Six people, including a suicide bomber from the militant Hamas movement, were killed in the explosion at a shopping mall in the seaside Israeli city of Netanya on Friday.

Hours later, Israeli F-16 fighter-bombers struck Palestinian security compounds in the West Bank and Gaza, killing at least 12 Palestinian policemen and raising Israeli retaliation to a new level in a nearly eight-month-old uprising for independence.

The Palestinian Authority called the Israeli attacks a “serious escalation” and urged the international community and the United States to intervene immediately.

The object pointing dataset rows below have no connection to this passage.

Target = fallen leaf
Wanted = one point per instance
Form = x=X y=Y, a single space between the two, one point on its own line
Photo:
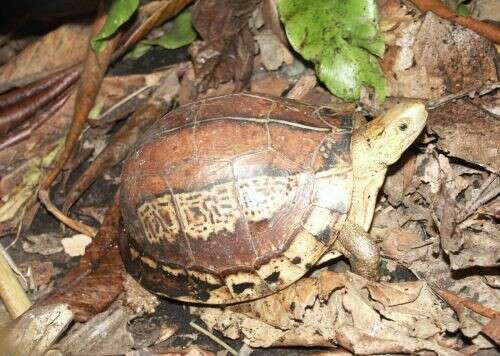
x=431 y=58
x=60 y=48
x=228 y=48
x=270 y=84
x=273 y=53
x=44 y=244
x=467 y=132
x=335 y=308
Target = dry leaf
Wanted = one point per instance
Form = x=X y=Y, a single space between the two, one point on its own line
x=228 y=50
x=299 y=316
x=273 y=53
x=428 y=58
x=467 y=132
x=61 y=48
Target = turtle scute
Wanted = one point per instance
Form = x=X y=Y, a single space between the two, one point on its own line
x=235 y=197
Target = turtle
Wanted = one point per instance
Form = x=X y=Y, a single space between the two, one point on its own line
x=233 y=198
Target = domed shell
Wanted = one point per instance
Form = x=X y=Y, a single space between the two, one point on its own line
x=234 y=197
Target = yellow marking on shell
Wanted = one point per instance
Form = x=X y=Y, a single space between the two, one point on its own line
x=134 y=253
x=216 y=209
x=279 y=273
x=319 y=219
x=305 y=249
x=148 y=261
x=159 y=220
x=246 y=285
x=173 y=271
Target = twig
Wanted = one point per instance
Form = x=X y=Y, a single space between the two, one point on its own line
x=94 y=69
x=38 y=86
x=43 y=195
x=25 y=131
x=167 y=10
x=488 y=30
x=456 y=302
x=11 y=291
x=14 y=115
x=482 y=197
x=214 y=338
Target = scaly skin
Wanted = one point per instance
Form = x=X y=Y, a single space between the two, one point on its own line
x=375 y=146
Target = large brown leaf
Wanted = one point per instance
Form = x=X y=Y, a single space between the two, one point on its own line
x=228 y=48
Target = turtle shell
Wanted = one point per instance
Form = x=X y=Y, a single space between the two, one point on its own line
x=232 y=198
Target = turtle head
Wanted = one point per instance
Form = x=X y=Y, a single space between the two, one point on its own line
x=390 y=134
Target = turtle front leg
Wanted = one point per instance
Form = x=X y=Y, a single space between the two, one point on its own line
x=363 y=254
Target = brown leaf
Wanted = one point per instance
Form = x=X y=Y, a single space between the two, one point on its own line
x=92 y=285
x=337 y=308
x=270 y=84
x=430 y=58
x=61 y=48
x=228 y=48
x=467 y=132
x=94 y=68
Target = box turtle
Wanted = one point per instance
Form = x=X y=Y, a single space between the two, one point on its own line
x=235 y=197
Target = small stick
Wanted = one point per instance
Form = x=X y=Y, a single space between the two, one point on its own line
x=43 y=195
x=214 y=338
x=456 y=302
x=167 y=10
x=25 y=131
x=14 y=96
x=11 y=291
x=485 y=29
x=16 y=114
x=94 y=69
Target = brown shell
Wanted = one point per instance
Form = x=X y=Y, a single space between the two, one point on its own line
x=234 y=197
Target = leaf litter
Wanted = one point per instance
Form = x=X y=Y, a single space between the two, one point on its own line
x=436 y=221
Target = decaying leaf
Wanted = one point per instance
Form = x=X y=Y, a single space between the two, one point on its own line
x=61 y=48
x=428 y=58
x=34 y=332
x=228 y=49
x=91 y=286
x=273 y=53
x=467 y=132
x=340 y=309
x=112 y=337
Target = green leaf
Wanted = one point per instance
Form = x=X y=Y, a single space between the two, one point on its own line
x=463 y=10
x=340 y=37
x=119 y=13
x=181 y=34
x=138 y=51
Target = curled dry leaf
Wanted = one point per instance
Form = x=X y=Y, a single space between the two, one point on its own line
x=340 y=308
x=92 y=285
x=228 y=48
x=467 y=132
x=112 y=337
x=428 y=57
x=273 y=53
x=60 y=48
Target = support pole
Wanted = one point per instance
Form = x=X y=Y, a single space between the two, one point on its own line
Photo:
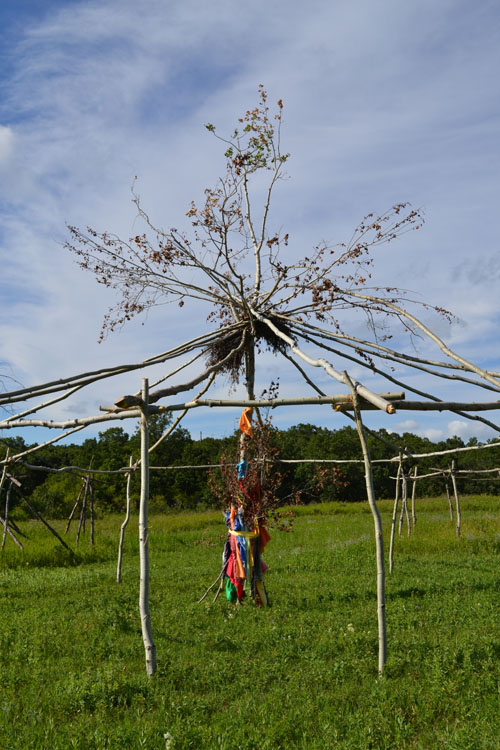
x=379 y=538
x=6 y=521
x=450 y=506
x=394 y=516
x=457 y=500
x=124 y=526
x=147 y=633
x=413 y=493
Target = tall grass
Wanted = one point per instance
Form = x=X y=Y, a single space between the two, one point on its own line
x=300 y=674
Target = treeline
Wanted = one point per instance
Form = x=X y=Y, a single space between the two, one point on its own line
x=55 y=494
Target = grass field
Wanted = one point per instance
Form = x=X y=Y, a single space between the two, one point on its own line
x=300 y=674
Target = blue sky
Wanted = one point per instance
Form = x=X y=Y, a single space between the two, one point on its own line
x=384 y=102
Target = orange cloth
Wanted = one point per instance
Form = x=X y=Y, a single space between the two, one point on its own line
x=264 y=537
x=246 y=421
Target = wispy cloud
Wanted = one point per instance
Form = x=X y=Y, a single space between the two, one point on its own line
x=384 y=102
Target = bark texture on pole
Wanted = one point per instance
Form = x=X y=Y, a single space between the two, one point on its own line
x=379 y=538
x=147 y=633
x=457 y=499
x=394 y=516
x=413 y=492
x=123 y=527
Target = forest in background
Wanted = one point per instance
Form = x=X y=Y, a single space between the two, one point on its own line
x=55 y=494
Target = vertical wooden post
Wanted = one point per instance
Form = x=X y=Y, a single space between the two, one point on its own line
x=379 y=538
x=2 y=480
x=413 y=493
x=147 y=633
x=124 y=525
x=450 y=506
x=394 y=516
x=6 y=521
x=457 y=500
x=92 y=519
x=404 y=502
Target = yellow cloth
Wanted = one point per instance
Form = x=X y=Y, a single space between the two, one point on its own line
x=247 y=534
x=246 y=421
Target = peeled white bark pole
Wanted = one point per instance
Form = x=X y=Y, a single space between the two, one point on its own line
x=394 y=516
x=123 y=527
x=457 y=500
x=147 y=634
x=379 y=538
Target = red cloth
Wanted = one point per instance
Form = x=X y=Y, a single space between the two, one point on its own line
x=246 y=421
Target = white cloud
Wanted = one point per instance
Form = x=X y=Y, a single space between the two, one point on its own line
x=402 y=105
x=6 y=143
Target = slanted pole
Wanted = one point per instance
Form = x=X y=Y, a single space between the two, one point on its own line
x=147 y=633
x=379 y=538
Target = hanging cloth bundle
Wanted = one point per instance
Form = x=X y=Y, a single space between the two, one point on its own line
x=241 y=560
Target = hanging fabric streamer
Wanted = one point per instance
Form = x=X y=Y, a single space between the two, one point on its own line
x=242 y=558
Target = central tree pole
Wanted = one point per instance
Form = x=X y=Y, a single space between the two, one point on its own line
x=379 y=539
x=147 y=633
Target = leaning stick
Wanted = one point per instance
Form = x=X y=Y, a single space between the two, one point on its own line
x=81 y=525
x=124 y=525
x=413 y=493
x=394 y=516
x=75 y=506
x=379 y=539
x=404 y=502
x=457 y=500
x=450 y=505
x=213 y=584
x=11 y=533
x=38 y=515
x=147 y=633
x=92 y=519
x=4 y=471
x=6 y=522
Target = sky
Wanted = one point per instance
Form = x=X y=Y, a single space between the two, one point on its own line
x=383 y=102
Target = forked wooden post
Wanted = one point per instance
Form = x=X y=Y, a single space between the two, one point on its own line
x=379 y=538
x=147 y=633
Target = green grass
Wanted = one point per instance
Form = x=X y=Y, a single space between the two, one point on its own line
x=300 y=674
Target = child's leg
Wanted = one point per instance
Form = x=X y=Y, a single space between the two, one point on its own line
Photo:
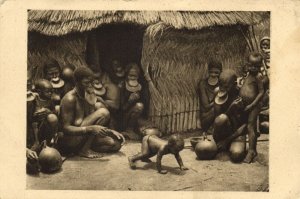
x=252 y=135
x=145 y=154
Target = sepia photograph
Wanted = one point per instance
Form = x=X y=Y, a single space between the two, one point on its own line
x=148 y=100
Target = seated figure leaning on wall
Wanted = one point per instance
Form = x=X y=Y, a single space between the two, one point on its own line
x=230 y=122
x=84 y=120
x=54 y=73
x=107 y=93
x=131 y=107
x=207 y=93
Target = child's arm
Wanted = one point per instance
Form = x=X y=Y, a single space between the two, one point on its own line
x=204 y=98
x=36 y=138
x=158 y=162
x=180 y=163
x=261 y=90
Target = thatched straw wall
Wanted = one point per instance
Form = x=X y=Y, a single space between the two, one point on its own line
x=177 y=61
x=61 y=22
x=67 y=50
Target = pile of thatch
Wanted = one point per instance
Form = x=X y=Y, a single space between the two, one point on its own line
x=67 y=50
x=61 y=22
x=177 y=61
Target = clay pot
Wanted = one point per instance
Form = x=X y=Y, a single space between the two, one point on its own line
x=49 y=159
x=194 y=141
x=206 y=149
x=237 y=150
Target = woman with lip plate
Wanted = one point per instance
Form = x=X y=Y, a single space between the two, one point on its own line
x=207 y=92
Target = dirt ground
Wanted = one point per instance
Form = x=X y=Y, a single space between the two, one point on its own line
x=113 y=173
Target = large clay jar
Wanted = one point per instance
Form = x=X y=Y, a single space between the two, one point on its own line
x=49 y=159
x=237 y=150
x=206 y=149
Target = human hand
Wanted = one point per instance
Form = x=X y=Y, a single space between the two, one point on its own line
x=248 y=108
x=97 y=130
x=163 y=171
x=30 y=154
x=134 y=97
x=35 y=146
x=118 y=135
x=183 y=168
x=147 y=77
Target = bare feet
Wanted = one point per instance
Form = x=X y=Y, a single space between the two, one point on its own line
x=163 y=171
x=131 y=163
x=250 y=156
x=90 y=154
x=131 y=135
x=146 y=160
x=222 y=145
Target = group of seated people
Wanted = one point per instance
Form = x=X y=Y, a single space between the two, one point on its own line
x=231 y=105
x=84 y=110
x=87 y=112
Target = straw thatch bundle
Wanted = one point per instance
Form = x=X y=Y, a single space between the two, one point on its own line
x=67 y=50
x=177 y=61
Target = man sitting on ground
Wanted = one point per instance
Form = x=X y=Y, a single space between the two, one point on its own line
x=84 y=120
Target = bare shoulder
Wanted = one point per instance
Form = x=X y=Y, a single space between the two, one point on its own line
x=70 y=97
x=259 y=77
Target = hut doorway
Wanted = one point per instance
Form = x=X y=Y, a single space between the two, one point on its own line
x=122 y=42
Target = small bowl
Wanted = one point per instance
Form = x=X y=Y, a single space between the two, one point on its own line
x=195 y=140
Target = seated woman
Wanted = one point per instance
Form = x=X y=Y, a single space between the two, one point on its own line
x=131 y=106
x=83 y=120
x=207 y=94
x=230 y=123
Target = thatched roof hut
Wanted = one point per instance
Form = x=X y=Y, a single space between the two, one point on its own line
x=173 y=45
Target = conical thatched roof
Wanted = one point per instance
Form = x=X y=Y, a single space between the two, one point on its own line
x=61 y=22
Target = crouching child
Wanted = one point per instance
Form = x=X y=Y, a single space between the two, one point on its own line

In an interview with NBC, U.S. Vice President Dick Cheney was asked whether Israel should stop using F-16s. “Yeah, I think they should stop, both sides should stop and think about where they are headed here,” he responded.

Echoing commentary in other Israeli dailies, Yedioth Ahronoth called the decision to unleash the U.S. built F-16s in the West Bank for the first time since the 1967 Middle East war “pointless” and “stupid”.

Army general Giora Eiland said Israel would not deploy F-16s regularly. “We see it as something that will not be used very often,” he said, adding it was done for “tactical” reasons as they provided “the best ammunition” against the targets.

Arab foreign ministers, meeting in Egypt on Saturday, called for the suspension of political contacts with Israel until it halted its military assaults against the Palestinians. They did not call for an outright break in diplomatic ties.

Addressing his security cabinet, Sharon said Israel faced “a lengthy campaign requiring determination and perseverance” — and pointedly offered “special thanks” to the air force.

The fighting brought new calls for an end to the violence and heightening of a security alert in Israel, where police on the watch for more suicide bombers set up roadblocks that caused traffic jams at the start of the Israeli work week on Sunday.

“I…call on behalf of the United States for all leaders in the region to…do everything in their power immediately to bring into being an unconditional cessation of violence,” U.S. Secretary of State Colin Powell said in Washington.